Pristimantis acatallelus
- Conservation status: Least Concern (IUCN 3.1)

Scientific classification
- Kingdom: Animalia
- Phylum: Chordata
- Class: Amphibia
- Order: Anura
- Clade: Brachycephaloidea
- Family: Craugastoridae
- Genus: Pristimantis
- Species: P. acatallelus
- Binomial name: Pristimantis acatallelus (Lynch & Ruíz-Carranza, 1983)
- Synonyms: Eleutherodactylus acatallelus Lynch & Ruiz-Carranza, 1983;

= Pristimantis acatallelus =

- Authority: (Lynch & Ruíz-Carranza, 1983)
- Conservation status: LC
- Synonyms: Eleutherodactylus acatallelus Lynch & Ruiz-Carranza, 1983

Species of amphibian

Pristimantis acatallelus, also known as Cauca robber frog, is a species of frog in the family Strabomantidae.

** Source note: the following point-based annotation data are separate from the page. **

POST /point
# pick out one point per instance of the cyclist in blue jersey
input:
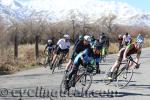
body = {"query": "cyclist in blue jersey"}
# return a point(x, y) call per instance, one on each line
point(83, 58)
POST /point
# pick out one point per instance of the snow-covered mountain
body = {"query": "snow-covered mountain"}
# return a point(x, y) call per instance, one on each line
point(57, 10)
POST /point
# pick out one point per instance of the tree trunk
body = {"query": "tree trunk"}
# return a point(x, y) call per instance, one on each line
point(36, 47)
point(15, 47)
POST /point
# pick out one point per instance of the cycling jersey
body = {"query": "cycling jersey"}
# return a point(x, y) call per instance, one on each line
point(87, 55)
point(63, 44)
point(49, 46)
point(126, 39)
point(132, 50)
point(78, 48)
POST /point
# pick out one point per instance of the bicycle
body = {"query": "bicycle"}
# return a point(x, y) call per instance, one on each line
point(48, 58)
point(83, 79)
point(58, 62)
point(104, 54)
point(122, 75)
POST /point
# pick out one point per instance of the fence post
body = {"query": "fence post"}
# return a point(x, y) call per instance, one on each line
point(37, 48)
point(15, 47)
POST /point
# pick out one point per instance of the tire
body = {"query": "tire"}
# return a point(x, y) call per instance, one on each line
point(55, 65)
point(124, 76)
point(105, 80)
point(84, 82)
point(63, 85)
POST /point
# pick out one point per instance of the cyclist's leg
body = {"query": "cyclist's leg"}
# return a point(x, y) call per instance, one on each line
point(97, 65)
point(71, 61)
point(56, 54)
point(117, 63)
point(73, 72)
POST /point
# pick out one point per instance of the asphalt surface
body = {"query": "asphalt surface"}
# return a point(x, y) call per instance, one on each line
point(40, 84)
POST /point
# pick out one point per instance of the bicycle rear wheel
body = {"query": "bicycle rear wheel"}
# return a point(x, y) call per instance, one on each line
point(124, 76)
point(83, 81)
point(106, 80)
point(55, 65)
point(63, 85)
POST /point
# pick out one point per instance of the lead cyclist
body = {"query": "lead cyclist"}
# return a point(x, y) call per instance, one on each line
point(134, 48)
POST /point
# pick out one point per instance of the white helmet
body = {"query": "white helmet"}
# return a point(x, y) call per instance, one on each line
point(66, 36)
point(49, 41)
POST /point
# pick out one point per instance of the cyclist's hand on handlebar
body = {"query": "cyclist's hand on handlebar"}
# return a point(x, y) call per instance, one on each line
point(124, 59)
point(137, 66)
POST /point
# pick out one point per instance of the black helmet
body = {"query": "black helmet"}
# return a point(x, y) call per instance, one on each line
point(127, 33)
point(81, 37)
point(97, 46)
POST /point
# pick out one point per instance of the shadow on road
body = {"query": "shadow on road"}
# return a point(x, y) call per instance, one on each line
point(123, 94)
point(140, 86)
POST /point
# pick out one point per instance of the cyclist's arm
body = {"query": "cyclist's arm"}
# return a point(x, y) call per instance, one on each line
point(126, 51)
point(45, 48)
point(138, 57)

It is endemic to Colombia.

==Distribution and habitat==
Pristimantis acatallelus is found in the Andes Mountains (Cordillera Central and Occidental) at elevations of between 1000 and 2680 m. It is a very common species found on vegetation in primary and secondary forests and forest edges.